According to Chapman, Fink’s courses required a large amount of work, but the results were rewarding.
“It was the one thing that made us love him so much, because he challenged people, because he made sure, if you’re going to study the scriptures, if you’re going to know the word, then you have to do it right,” Chapman said.
According to Chapman, Fink’s classes, particularly his inductive Bible study course, will impact his ministry and those of his classmates for years to come.
“Everybody will tell you that they still use his methods,” Chapman said. “I still even use his formatting method for writing sermons.”
Liberty senior Jack Graves took Fink’s inductive Bible study course as well.
“He was my favorite professor,” Graves said. “Without him, I would not know how to study the Bible like I do today. He taught me the proper way to handle God’s word. He also taught me to take it really seriously.”
According to Graves, Fink was serious about the study of the Bible, but he also had a great sense of humor along with a willingness to help his students.
“You could always visit him or call him if you needed help, not even just with homework … if you had any type of problem, he was always willing to talk,” Graves said.
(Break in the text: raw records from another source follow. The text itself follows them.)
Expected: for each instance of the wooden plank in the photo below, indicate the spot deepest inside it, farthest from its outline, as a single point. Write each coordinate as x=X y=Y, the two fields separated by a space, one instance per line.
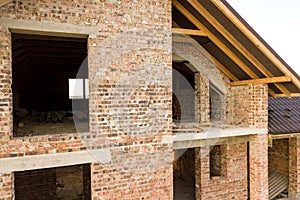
x=291 y=95
x=218 y=26
x=188 y=31
x=284 y=136
x=175 y=25
x=271 y=92
x=3 y=2
x=262 y=80
x=258 y=43
x=214 y=39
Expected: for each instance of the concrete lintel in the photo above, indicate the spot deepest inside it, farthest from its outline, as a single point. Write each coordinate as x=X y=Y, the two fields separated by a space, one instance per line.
x=48 y=28
x=8 y=165
x=209 y=142
x=214 y=133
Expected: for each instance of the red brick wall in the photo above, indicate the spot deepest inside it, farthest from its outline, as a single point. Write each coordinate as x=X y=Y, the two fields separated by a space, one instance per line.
x=248 y=106
x=279 y=156
x=145 y=62
x=233 y=185
x=258 y=167
x=6 y=186
x=294 y=173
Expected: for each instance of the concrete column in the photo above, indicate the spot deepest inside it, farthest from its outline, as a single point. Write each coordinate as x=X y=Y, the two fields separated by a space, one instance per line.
x=258 y=166
x=294 y=168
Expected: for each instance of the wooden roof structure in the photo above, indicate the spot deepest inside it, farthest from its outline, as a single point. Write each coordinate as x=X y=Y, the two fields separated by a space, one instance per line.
x=237 y=50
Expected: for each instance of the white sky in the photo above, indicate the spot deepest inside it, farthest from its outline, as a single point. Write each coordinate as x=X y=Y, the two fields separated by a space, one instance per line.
x=277 y=22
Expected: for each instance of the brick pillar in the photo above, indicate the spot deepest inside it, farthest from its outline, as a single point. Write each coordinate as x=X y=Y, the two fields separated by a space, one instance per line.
x=5 y=85
x=202 y=105
x=258 y=155
x=258 y=105
x=258 y=166
x=294 y=168
x=6 y=186
x=201 y=170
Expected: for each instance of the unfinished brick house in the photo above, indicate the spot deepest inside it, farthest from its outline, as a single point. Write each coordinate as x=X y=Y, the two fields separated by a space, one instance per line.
x=170 y=102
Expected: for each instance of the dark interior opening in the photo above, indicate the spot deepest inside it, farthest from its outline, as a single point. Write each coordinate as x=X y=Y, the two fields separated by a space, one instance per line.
x=64 y=183
x=183 y=105
x=184 y=174
x=42 y=69
x=217 y=161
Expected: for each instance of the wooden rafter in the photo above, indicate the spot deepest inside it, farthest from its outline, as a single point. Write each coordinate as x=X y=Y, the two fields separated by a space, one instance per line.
x=262 y=80
x=214 y=39
x=259 y=44
x=218 y=26
x=175 y=25
x=188 y=31
x=3 y=2
x=292 y=95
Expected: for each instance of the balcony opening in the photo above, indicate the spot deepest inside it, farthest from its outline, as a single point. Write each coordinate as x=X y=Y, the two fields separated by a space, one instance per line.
x=183 y=93
x=64 y=183
x=184 y=174
x=49 y=74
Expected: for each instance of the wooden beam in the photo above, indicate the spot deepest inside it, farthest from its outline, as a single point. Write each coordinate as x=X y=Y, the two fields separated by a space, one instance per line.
x=214 y=39
x=292 y=95
x=188 y=31
x=3 y=2
x=262 y=80
x=258 y=43
x=271 y=92
x=283 y=136
x=175 y=25
x=218 y=26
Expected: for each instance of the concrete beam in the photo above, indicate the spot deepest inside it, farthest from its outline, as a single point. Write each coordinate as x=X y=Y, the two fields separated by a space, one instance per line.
x=210 y=142
x=48 y=28
x=8 y=165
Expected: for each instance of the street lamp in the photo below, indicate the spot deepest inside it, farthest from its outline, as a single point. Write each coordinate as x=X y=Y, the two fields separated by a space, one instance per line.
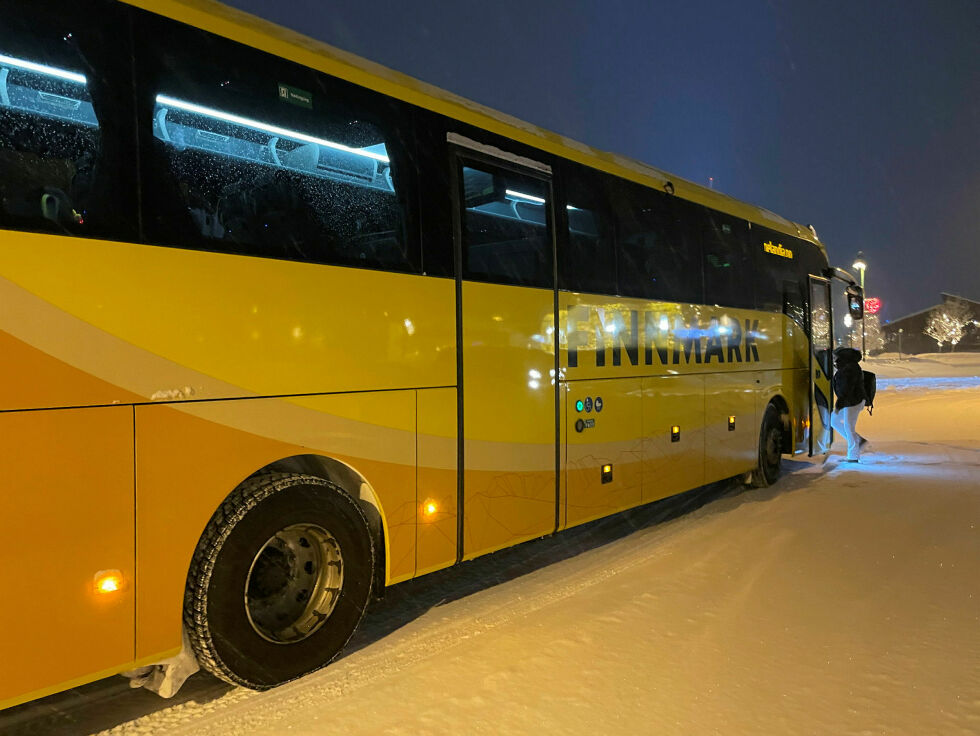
x=861 y=266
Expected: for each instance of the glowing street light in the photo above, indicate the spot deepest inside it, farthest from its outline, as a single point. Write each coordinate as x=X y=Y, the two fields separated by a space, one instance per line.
x=860 y=265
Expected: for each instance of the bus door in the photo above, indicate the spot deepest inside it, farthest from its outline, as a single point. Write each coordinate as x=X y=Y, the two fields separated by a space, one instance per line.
x=821 y=365
x=506 y=323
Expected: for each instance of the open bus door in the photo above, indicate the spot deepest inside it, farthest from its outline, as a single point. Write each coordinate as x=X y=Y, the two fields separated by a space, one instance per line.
x=836 y=311
x=821 y=365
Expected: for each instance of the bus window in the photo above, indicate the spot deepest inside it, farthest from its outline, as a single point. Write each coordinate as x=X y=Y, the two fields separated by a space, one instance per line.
x=728 y=269
x=60 y=80
x=655 y=260
x=587 y=262
x=262 y=157
x=778 y=286
x=505 y=225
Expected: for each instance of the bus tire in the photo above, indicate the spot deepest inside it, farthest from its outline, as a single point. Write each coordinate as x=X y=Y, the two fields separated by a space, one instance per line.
x=279 y=581
x=770 y=449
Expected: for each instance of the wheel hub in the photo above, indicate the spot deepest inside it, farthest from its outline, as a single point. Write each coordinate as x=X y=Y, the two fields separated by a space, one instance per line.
x=294 y=583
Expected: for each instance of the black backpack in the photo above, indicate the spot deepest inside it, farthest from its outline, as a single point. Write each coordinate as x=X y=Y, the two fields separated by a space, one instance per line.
x=870 y=386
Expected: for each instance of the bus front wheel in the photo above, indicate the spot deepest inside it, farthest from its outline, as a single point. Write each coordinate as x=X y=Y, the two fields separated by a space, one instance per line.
x=279 y=581
x=770 y=449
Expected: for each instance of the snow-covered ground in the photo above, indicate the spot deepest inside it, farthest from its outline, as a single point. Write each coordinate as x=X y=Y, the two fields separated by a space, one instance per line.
x=845 y=600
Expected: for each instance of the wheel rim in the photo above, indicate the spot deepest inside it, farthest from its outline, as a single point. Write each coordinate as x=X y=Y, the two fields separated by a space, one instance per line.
x=294 y=583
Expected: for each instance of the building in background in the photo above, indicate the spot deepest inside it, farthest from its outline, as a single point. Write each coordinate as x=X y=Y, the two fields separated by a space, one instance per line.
x=908 y=334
According to Eubank, Fink did not only impact the lives of his students. He had a great influence on his children’s lives as well.
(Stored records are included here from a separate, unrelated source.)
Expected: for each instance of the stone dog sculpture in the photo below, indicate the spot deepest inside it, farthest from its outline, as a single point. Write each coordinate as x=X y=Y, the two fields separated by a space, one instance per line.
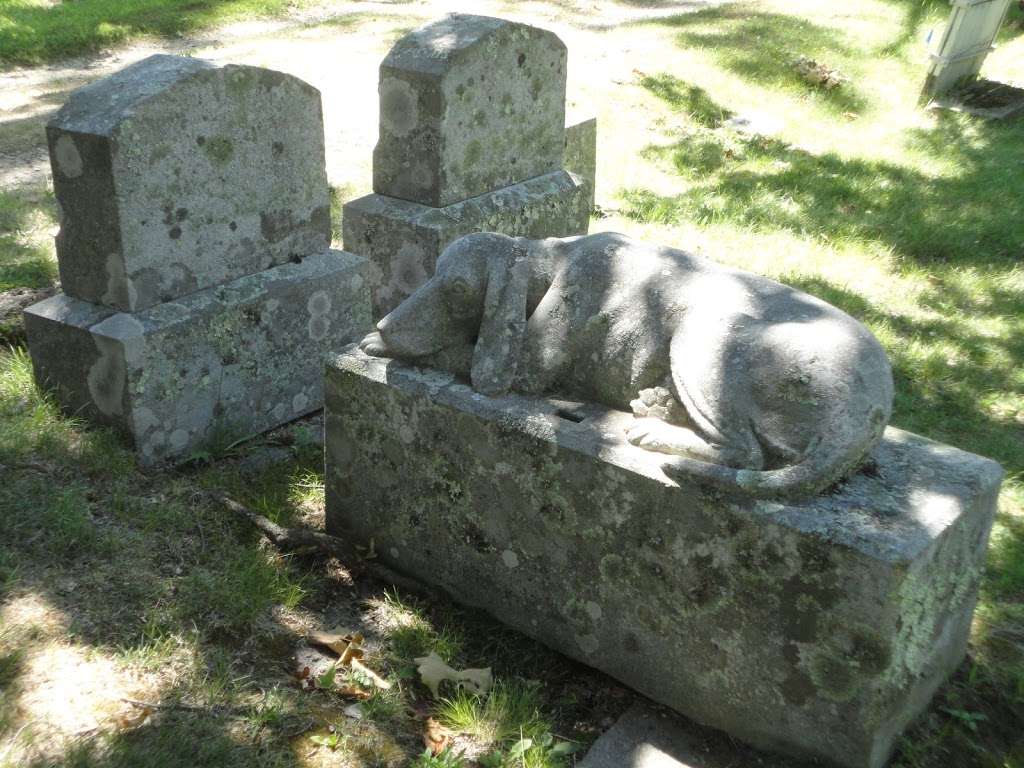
x=748 y=383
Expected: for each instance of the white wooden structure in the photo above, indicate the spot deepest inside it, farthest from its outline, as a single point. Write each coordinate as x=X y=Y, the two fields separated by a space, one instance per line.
x=967 y=40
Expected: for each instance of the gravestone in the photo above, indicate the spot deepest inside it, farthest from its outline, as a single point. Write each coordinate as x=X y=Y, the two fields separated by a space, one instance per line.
x=472 y=137
x=200 y=291
x=751 y=546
“Dad demonstrated his love for Christ through everything he did and how he cared for us and provided for us,” Eubank said. “Christ was number one in his life, then mom and us kids.”
According to Eubank, Fink and his wife, Mary, gave birth to their son Glenn and adopted Anne, Jerry, Cathy, Dawn and Gary.
“He adopted me into his family and taught me to love God and to know him with all my heart, just the same way God adopted me into his family and still teaches me to love him each and every day,” Eubank said.
Fink did not only serve as a professor and parent, but also as a soldier, according to Eubank.
“He loved his country and what freedoms came from our service men and women,” Eubank said. “His brother Glenn died (in the D-Day invasion). I won’t forget him telling us. ‘I was on the Iowa, and Glenn was on the Juneau. I looked one minute, it was there and, the next, it was gone.’”
According to Eubank, Fink loved his country as well as teaching students.
“He always said, ‘Preach the word. Preach the word. Preach the word,’ and it’s a three word mantra that will pretty much always be a mantra of every single one of his students,” Chapman said. “If I were him, I would be happy to have left a legacy like that.”